Ailenizden bahsederek ve çocukluk yıllarınıza giderek başlamak istiyoruz. Aileniz, doğup büyüdüğünüz ortam ve şu anki yaşantınızdan farklı. Hayatınızda ilginç bir şey oluyor, bütün yaşantınız ve fikriyatınız değişiyor. Bu süreci ve hayata bakışınızı nasıl değiştiğini anlatır mısınız?

1955’te doğdum. 1950’lilere baktığımız vakit Türkiye’nin kendi tarihinde Cumhuriyet Halk Partisi’nin Milli Şef döneminden demokrasiye yavaş yavaş öykündüğü yıllardı. Ancak o yılların içerisinde sıkıntılı bir taraf vardı. Hemen 1955’ten sonraki ilk 5 yıla geldiğimiz vakit, 1960 darbesi. Yani ben 5 yaşımdayken bir darbenin içerisinde büyümek zorunda olan ve daha sonra da “darbelerin” akışı içerisinde büyümeye devam eden birisiydim.

 

Aileye baktığınız vakit, bir tarafı CHP diğer taraf Demokrat Parti. Daha da özgülüğe indirgeyecek olursak, Mim Kemal dedemin en son oğlu olan en küçük evladı, babam, çok hedonist bir insandı. Hayatı kendisine göre bütün bedeni zevklerle yaşamayı seven bir insandı. Annemin de bipolar olduğunu, onunla birlikte bazı psikiyatrik problemleri olduğunu söyleyebilirim. Dolayısıyla bütün bunları toparladığınız vakit hem konjonktür hem aile itibariyle çok hüzünlü bir çevrede büyüdüğümü söyleyebilirim. Çok yalnız, kendi kendine yetmesini bilen, buradan nasıl bir kaçış bulurum kendime diye düşünen, arayışlarını çok önceden gündemine getiren ve çocukluğunu yaşamadan olgunlaşmak durumunda kalan bir çocuktu Mim Kemal Öke. Bütün bunlar beni nereye doğru odakladı? Daha duygusal, romantik olmaya odakladı. İnsanlara bir şey katabilme cehdini içime zerk etmesiyle oldu bütün bunlar...
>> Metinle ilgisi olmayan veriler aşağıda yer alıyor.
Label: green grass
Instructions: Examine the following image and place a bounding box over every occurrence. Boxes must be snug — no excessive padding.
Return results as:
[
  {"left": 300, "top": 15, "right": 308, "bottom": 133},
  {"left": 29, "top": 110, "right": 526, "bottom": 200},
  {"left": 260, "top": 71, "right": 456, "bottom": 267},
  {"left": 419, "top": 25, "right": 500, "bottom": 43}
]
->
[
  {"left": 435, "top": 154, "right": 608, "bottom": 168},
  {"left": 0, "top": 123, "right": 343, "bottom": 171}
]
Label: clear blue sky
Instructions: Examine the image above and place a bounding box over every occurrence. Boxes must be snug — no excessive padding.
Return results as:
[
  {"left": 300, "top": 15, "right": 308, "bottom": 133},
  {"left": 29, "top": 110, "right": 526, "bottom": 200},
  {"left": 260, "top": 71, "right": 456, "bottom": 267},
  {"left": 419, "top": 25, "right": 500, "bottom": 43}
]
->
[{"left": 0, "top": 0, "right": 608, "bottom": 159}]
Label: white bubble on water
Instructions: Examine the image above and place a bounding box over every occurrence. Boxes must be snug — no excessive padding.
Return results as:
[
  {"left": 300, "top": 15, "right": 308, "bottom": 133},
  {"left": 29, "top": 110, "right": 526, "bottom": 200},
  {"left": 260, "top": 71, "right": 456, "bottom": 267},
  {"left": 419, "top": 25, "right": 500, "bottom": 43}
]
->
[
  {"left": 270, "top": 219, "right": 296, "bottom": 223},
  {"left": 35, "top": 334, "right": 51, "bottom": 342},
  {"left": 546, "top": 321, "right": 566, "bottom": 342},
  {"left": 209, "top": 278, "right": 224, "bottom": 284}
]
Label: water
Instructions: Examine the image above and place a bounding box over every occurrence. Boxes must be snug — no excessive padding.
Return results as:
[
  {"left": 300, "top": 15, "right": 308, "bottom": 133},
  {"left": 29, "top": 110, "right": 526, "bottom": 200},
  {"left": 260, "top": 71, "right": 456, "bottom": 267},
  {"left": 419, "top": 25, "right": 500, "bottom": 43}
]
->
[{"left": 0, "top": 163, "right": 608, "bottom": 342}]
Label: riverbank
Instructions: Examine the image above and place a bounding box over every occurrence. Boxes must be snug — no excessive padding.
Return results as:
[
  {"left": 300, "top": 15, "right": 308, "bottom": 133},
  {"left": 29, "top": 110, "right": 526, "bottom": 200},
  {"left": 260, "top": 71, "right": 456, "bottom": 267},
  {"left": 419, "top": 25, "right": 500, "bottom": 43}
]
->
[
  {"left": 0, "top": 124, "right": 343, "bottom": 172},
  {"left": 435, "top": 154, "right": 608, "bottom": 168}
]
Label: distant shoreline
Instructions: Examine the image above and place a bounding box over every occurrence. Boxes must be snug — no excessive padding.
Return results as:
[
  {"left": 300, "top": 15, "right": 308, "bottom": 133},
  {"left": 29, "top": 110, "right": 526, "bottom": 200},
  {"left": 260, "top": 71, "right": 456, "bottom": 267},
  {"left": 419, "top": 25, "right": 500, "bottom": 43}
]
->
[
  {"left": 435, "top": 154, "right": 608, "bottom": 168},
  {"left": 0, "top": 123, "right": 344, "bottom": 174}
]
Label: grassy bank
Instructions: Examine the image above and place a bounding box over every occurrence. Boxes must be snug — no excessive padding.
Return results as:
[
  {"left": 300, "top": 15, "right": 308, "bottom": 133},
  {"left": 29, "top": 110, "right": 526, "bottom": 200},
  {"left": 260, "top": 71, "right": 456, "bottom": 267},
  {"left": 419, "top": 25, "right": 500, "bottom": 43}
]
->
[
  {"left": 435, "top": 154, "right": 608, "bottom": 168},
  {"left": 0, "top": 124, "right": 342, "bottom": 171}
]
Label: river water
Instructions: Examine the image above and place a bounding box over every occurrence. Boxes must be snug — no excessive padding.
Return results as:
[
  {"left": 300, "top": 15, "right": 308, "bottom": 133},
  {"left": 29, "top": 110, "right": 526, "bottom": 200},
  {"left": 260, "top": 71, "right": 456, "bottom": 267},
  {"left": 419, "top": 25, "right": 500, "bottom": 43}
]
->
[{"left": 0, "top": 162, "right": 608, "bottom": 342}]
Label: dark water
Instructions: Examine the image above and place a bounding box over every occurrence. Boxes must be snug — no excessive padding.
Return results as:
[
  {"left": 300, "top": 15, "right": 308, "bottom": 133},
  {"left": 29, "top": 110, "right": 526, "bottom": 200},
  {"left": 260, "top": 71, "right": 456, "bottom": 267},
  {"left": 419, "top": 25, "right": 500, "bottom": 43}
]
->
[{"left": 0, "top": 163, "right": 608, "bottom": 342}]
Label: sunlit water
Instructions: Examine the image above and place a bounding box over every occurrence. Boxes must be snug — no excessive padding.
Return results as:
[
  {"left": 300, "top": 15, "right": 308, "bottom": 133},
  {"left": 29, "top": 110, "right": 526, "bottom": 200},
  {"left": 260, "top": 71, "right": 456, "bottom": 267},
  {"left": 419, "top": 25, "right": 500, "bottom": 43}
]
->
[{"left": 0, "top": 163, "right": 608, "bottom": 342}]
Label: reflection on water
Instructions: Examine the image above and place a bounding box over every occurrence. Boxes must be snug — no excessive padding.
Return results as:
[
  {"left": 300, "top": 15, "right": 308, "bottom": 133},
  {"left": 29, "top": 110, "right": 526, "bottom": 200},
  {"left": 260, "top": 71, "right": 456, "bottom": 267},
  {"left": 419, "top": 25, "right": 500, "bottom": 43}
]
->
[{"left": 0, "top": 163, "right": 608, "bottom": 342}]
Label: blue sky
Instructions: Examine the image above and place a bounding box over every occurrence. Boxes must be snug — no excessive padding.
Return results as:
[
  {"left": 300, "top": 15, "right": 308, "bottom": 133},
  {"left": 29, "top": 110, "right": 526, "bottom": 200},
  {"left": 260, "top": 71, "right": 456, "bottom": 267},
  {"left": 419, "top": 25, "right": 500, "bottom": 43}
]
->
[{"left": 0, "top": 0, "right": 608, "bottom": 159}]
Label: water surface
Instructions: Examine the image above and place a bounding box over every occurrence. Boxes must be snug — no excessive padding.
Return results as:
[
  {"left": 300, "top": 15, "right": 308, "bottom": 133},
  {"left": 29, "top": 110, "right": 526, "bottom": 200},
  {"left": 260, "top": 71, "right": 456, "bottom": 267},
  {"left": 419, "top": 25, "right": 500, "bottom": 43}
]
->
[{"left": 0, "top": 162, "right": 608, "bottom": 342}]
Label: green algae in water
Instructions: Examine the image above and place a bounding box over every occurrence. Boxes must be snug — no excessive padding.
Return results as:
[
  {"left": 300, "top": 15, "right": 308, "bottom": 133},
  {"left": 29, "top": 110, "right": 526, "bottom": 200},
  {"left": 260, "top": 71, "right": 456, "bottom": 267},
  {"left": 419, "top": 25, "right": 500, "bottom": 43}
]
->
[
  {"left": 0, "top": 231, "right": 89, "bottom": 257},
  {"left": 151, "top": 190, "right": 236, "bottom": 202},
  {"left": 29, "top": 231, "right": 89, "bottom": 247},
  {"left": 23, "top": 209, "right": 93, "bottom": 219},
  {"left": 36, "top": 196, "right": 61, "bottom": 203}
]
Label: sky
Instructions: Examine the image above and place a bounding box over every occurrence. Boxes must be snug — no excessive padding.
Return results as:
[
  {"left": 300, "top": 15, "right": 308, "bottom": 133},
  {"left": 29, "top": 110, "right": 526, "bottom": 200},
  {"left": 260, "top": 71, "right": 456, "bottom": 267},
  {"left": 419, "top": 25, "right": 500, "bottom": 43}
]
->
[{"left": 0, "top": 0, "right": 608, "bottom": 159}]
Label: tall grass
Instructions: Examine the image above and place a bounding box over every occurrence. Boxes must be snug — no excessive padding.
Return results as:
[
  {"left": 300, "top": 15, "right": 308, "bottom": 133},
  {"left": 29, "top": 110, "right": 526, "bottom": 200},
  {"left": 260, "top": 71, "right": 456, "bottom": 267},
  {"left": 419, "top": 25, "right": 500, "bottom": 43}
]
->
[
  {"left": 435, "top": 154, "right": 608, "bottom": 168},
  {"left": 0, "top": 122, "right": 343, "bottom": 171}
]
KÜÇÜK YAŞTA BİLİM ADAMI OLMAK İSTİYORDUM

Bilim adamı olmak istiyordum. Çünkü araştırmayı ve kitaplarımı çok seviyordum. Tarihçi olmak istiyordum çünkü tarihimizi çok seviyordum. Demek ki sevgi unsuru benim hayatımda çok egemenmiş, daha küçüklüğümden itibaren. Uluslararası meseleler beni çok ilgilendiriyordu, Filistin sorunu gibi, Türkiye’nin içinde bulunduğu sorunlar gibi. Onun için siyaset bilimini tercih ettim okumak için. Birtakım şeyleri değiştirebileceğimi düşündüm.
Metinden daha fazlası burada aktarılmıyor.